Spam & Phishing Filter – Preventing your team from seeing phishing attempts is a great way to stop scammers in their tracks. There are a lot of robust filtering services that will catch mail before it gets to you and weed out the more obvious attempts meaning your team can focus on only the ones that get through, rather than having to filter through all of them themselves.
VPN, mobile hotspots, or “No Open Wireless Policy” – Popping on the free wireless at the coffee shop may SEEM like a great way to get some work done, but most free wireless connections are “Open” which means that they’re not encrypted. Because of this, anyone in the coffee shop (with a little bit of know-how) can see the information you’re sending. If this is an e-mail to your client, then they now have your client’s e-mail, the content of the message, what your e-mail and signature look like – they have a lot of information they need that will help them scam your client. Giving your agents a VPN they can connect to and setting it up so they always connect eliminates this security hole. If you don’t want to manage a VPN (which can be a hassle) mobile hotspots from your cell phone provider allow connections from anywhere and are setup to be encrypted. Since a mobile hotspot is unique to you, you also don’t have to worry about other people connecting to it and seeing your data. Finally, just a policy of education about not using Open Wireless to conduct business goes a LONG way towards keeping scammers from having more information about your company.

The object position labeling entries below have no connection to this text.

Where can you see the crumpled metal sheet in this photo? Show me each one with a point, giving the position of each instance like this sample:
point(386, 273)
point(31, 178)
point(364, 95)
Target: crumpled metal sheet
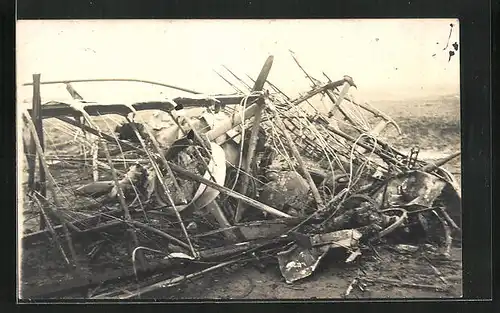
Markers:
point(416, 187)
point(299, 262)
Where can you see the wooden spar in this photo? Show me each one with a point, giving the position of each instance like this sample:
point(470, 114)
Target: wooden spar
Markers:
point(116, 80)
point(297, 156)
point(258, 86)
point(52, 185)
point(239, 79)
point(164, 187)
point(228, 82)
point(202, 180)
point(120, 194)
point(250, 111)
point(38, 121)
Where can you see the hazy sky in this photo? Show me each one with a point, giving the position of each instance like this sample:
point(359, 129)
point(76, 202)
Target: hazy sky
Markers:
point(386, 58)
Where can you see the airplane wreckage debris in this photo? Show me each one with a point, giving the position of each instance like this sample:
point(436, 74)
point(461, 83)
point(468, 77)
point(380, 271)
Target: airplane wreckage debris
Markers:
point(257, 176)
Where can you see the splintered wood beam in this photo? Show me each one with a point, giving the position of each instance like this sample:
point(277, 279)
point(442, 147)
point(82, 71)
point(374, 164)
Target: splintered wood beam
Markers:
point(258, 86)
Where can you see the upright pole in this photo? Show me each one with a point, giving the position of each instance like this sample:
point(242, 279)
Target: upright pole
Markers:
point(38, 121)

HIGHER COST, BUT WELL WORTH IT
An Expert – Having an IT expert you trust that knows the real estate industry and can help you with your e-mail, online, cybercrime, and training strategies is a priceless prevention strategy. Even if you’re small enough that you don’t need full-time IT, there are a lot of companies available locally that do consulting and will help you setup your systems in a secure way. It’s also well worth it to have someone you can call in a crisis situation to help you track down and sort out any security issues you have.